Feat/step3p5 moe swiglustep by LJ-underdog · Pull Request #2887 · ROCm/aiter

LJ-underdog · 2026-04-23T21:34:06Z

Motivation

Technical Details

Test Plan

Test Result

Submission Checklist

Look over the contributing guidelines at https://github.com/ROCm/ROCm/blob/develop/CONTRIBUTING.md#pull-requests.
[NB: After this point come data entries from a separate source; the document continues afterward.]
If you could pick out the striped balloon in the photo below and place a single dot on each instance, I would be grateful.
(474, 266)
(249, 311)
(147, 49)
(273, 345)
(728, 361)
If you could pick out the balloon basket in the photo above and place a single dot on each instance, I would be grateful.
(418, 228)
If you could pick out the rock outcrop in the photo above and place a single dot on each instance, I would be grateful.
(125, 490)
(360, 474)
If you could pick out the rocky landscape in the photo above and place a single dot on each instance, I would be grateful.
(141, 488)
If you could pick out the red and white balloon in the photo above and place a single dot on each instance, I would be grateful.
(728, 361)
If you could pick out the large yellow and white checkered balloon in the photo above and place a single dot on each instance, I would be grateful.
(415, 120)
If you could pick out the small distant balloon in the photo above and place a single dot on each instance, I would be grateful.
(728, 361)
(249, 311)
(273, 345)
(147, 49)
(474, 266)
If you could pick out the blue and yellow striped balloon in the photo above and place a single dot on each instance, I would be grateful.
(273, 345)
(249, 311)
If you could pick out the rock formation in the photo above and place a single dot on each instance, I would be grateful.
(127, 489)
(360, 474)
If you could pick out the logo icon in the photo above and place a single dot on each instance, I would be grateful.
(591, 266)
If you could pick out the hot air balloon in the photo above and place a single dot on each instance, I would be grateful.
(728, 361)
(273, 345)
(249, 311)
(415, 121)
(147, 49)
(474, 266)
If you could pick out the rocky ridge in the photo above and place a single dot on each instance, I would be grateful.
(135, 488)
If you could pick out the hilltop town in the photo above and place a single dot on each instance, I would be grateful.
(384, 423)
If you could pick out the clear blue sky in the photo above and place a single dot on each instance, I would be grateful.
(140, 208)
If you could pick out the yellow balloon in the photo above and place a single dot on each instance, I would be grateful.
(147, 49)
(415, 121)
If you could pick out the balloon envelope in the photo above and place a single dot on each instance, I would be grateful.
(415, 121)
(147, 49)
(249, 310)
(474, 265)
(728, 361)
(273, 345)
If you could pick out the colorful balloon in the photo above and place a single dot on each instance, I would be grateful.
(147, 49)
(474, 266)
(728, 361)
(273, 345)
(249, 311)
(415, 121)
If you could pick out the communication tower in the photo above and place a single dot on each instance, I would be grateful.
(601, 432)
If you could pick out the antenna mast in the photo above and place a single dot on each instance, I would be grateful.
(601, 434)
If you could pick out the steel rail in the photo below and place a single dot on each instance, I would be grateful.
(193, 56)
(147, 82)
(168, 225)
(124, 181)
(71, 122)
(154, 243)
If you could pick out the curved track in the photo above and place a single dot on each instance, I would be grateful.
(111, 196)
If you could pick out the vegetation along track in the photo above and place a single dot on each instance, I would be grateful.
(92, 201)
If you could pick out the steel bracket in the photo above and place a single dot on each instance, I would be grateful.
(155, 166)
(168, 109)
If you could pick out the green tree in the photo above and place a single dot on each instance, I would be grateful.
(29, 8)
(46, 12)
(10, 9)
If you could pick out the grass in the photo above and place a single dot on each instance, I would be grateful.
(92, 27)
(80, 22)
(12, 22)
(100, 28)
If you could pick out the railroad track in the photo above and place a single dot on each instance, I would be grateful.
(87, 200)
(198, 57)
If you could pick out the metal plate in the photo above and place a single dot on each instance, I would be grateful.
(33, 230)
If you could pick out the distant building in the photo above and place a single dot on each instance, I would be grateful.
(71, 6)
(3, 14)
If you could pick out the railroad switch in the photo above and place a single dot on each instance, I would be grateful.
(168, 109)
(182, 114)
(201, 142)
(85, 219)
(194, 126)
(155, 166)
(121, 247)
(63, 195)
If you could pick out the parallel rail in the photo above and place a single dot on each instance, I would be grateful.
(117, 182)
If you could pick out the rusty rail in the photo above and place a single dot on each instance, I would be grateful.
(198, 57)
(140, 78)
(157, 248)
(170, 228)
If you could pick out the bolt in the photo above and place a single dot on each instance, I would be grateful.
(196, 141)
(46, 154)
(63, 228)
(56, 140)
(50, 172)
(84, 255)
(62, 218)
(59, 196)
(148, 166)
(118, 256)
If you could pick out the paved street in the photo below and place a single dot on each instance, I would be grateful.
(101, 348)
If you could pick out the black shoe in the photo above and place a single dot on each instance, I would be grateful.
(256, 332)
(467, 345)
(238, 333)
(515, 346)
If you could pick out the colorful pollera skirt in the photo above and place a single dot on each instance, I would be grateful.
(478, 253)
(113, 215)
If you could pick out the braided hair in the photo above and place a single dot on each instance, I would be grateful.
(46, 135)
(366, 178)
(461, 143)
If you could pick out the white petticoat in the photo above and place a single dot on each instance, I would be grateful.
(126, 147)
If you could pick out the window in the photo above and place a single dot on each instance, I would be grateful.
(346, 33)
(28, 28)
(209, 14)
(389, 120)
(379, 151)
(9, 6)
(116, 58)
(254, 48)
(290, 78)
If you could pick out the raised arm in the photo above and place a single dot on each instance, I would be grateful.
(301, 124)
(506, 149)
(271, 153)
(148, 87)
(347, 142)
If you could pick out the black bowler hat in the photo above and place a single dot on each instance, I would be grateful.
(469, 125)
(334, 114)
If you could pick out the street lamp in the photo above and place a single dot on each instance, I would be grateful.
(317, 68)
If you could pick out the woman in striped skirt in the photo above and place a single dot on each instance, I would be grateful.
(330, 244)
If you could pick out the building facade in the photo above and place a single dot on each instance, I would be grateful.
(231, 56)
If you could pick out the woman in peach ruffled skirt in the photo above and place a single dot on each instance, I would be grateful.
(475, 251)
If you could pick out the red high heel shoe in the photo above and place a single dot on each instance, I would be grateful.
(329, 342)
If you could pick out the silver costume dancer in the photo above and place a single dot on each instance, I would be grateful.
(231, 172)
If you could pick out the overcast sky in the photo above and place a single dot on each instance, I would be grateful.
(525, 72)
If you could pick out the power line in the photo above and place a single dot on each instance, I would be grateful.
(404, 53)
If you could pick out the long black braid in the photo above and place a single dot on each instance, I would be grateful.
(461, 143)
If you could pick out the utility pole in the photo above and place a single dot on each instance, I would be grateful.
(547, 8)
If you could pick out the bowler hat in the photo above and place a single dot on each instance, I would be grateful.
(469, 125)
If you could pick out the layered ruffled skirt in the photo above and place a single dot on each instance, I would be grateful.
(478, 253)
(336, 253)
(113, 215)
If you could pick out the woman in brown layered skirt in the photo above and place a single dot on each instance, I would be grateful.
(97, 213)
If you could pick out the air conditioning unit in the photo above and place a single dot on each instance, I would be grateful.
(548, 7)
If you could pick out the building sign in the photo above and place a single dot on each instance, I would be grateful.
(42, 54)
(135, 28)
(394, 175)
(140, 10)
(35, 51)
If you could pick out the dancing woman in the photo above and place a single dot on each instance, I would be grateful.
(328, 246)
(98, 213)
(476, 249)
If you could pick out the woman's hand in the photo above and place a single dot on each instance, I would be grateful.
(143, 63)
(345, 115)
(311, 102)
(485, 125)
…n support Four bugs fixed in the BF16 no-quant CK 2-stage MoE path on gfx950 (MI350X): 1. Force block_m=128 to select V3 CK kernel V1 kernel (block_m=16/64) produces wrong results for inter_dim>192 on gfx950 due to tile misalignment. Extend workaround to cover both preshuffle_on and preshuffle_off paths. 2. Fix preshuffle mode for swiglustep+no-quant in JIT build _infer_preshuffle_modes() now compiles both preshuffle variants for the swiglustep activation. Fix _build_moe_variant() to pass --preshuffle flag for all kernel types (not just fp4x2). 3. Disable CustomAllreduce on gfx950 tp>=2 CustomAllreduce produces NaN on gfx950 multi-GPU; disable it in parallel_state.py. Add SwigluStep Python support in fused_moe.py: - swiglustep(gate, up, limit=7.0): silu(gate).clamp(max=7) * up.clamp(±7) - torch_moe_act(), torch_moe_stage1(): SwigluStep branches - Exclude SwigluStep from flydsl path (no kernel implementation) Verified: cos_sim=0.999989 for T=1,4,32,128,512 on gfx950 (E=288, K=8, model_dim=2048, inter_dim=640, bf16 no-quant, preshuffle_on) Co-Authored-By: Jun Lin <junlin12@amd.com>

Add SwigluStep (sigmoid-gated with ±7 clamp) as a new activation type for the CK 2-stage MoE kernel, required by Step-3.5-Flash routed experts. Changes: - csrc/include/aiter_enum.h: add SwigluStep=3 to ActivationType enum - csrc/include/rocm_ops.hpp: expose SwigluStep to Python via pybind11 - csrc/ck_gemm_moe_2stages_codegen/gemm_moe_ck2stages.cu: replace boolean !activation hack with explicit map_activation_to_ck_stage1() (old code: !SwigluStep(=3) = 0 = Gelu, wrong) remove !activation from stage2 (stage2 never runs activation) - csrc/ck_gemm_moe_2stages_codegen/gemm_moe_ck2stages_common.py: ActOP: bool -> int, add ACT_OP_MAP/ACT_OP_NAME dicts - csrc/ck_gemm_moe_2stages_codegen/gen_instances.py: add swiglustep to codegen loop (preshuffle_on + preshuffle_off) - aiter/ops/quant.py: add SwigluStep single-input fallback - aiter/utility/dtypes.py: fix str2ActivationType for CamelCase enum names - 3rdparty/composable_kernel: bump to commit with swiglustep_and_mul kernel branches in gridwise_moe_gemm.hpp (4 paths: quant/no-quant x MulRoutedWeight on/off) Verified: cos_sim=0.999989 for T=1,4,32,128,512 (H=2048,I=640,E=288,K=8, bf16, preshuffle_on) against torch_moe Python reference. Co-Authored-By: Jun Lin <junlin12@amd.com>

github-actions · 2026-04-23T21:34:40Z

🏷️ CI Guide

Runs automatically on every PR:

✅ Pre-checks (submodule verification, code formatting)
✅ Aiter op tests (gfx942 + gfx950)
✅ Triton tests on MI35X (only when aiter/ops/triton/** or related paths are changed)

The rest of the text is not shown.